Note that in PDP-11 C all stack frames look identical, but this is not true of other machines/compilers. So if subroutine A calls savu(), and subroutine B calls aretu(), when the call to aretu() returns, procedure B is still running, but on procedure A's stack frame. So on machines where A's stack frame looks different from B's, hilarity ensues; this famously caused a serious problem when Unix Seventh Edition was moved to the Interdata 8/32.

rsav, qsav and ssav

There are actually three sets of saved stack information stored in the 'user' structure (the swappable per-process data block):

	int	u_rsav[2];	/* save r5,r6 when exchanging stacks */
	int	u_qsav[2];	/* label variable for quits and interrupts */
	int	u_ssav[2];	/* label variable for swapping */

Calls to retu(), the primitive to switch stacks/processes, always use rsav. The others are for 'non-local gotos' inside a process.

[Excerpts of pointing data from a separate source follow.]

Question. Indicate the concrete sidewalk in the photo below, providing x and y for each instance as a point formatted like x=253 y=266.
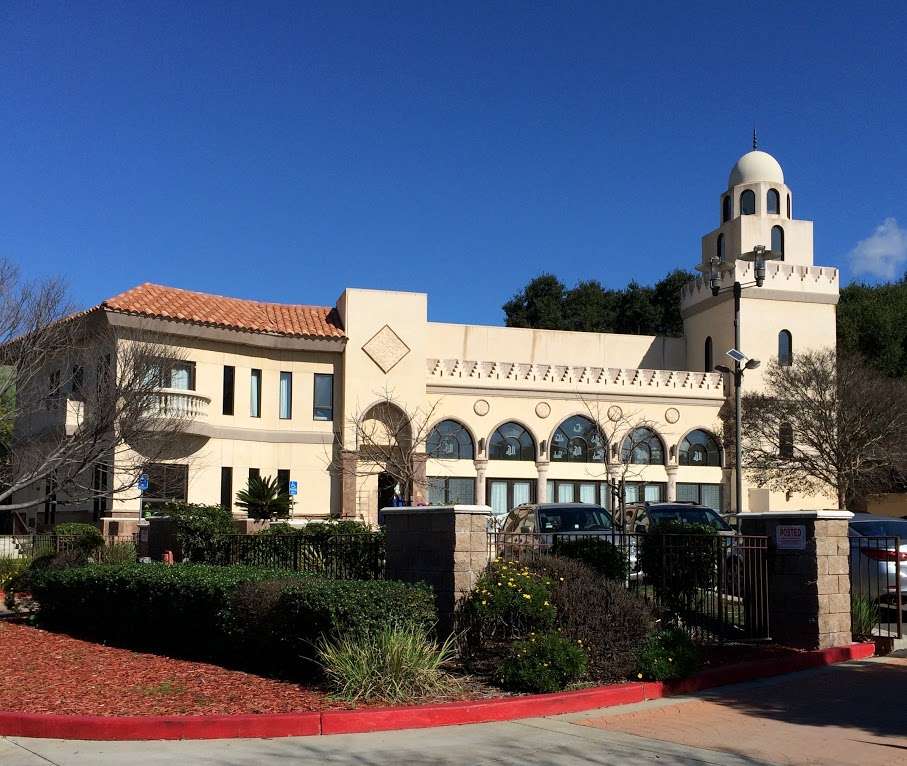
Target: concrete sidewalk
x=842 y=715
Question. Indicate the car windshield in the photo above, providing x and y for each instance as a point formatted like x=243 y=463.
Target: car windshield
x=881 y=528
x=589 y=519
x=688 y=515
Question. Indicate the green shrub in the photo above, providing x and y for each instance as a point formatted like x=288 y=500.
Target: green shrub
x=608 y=620
x=668 y=654
x=396 y=664
x=87 y=537
x=200 y=530
x=10 y=569
x=864 y=616
x=680 y=561
x=122 y=552
x=508 y=601
x=544 y=663
x=259 y=617
x=600 y=555
x=263 y=498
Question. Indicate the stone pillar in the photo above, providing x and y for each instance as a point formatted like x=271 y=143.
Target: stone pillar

One can think of the qsav as a poor man's exception handler for software interrupts to a process while it's asleep in the kernel, waiting for something. When a process is interrupted out of such a wait, rather than the sleep() call returning, the process wakes up returning from the procedure that did the savu(qsav). (That happens because sleep() - which is the procedure that's running when the call to aretu(qsav) returns - does a return immediately after restoring the stack to the frame saved in qsav.) The intervening call chain (from the savu() to the sleep()) is discarded - which is why UNIX has that annoying "Interrupted system call" system call error return.

The ssav is used in association with swapping; when a process is swapped out, since that can happen in a number of ways/places, the call stack can contain calls to various things like expand(), etc. When it's swapped back in, apparently rather than include code in all those places to unwind the call stack, the simplest thing to do is to just throw that all away, and have it go back to where it was just before it was decided to swap it out.

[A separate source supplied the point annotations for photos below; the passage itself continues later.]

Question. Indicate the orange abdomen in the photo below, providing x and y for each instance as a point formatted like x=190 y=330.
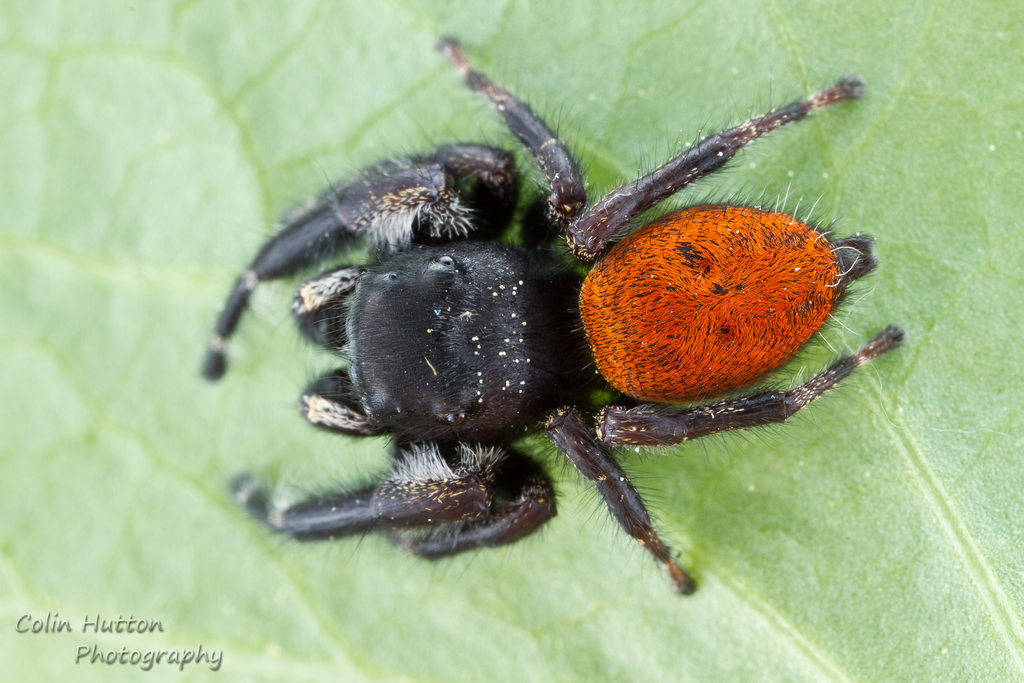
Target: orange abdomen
x=708 y=300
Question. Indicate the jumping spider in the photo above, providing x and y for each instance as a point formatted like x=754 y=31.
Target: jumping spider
x=458 y=345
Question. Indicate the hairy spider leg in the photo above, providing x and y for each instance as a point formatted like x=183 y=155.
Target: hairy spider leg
x=589 y=236
x=576 y=440
x=421 y=489
x=568 y=196
x=531 y=507
x=331 y=402
x=653 y=424
x=383 y=205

exec() and pure-text images

For simple programs/commands (stored in the file system in a file, and read into main memory to execute them), UNIX divides the address space of a process into a mixed 'text/data' segment and a 'stack' segment, using hardware support from PDP-11 Memory Management. The text/data segment contains both object code, and data.

UNIX also has the ability to provide separate 'text' (referred to as a 'pure text') and 'data' segments; the text segment will be read-only, and shared between all processes executing that program/command.

(Note that for simplicity, the data and stack segments are stored contiguously in physical main memory, although they are in separate segments in the address space of the process.)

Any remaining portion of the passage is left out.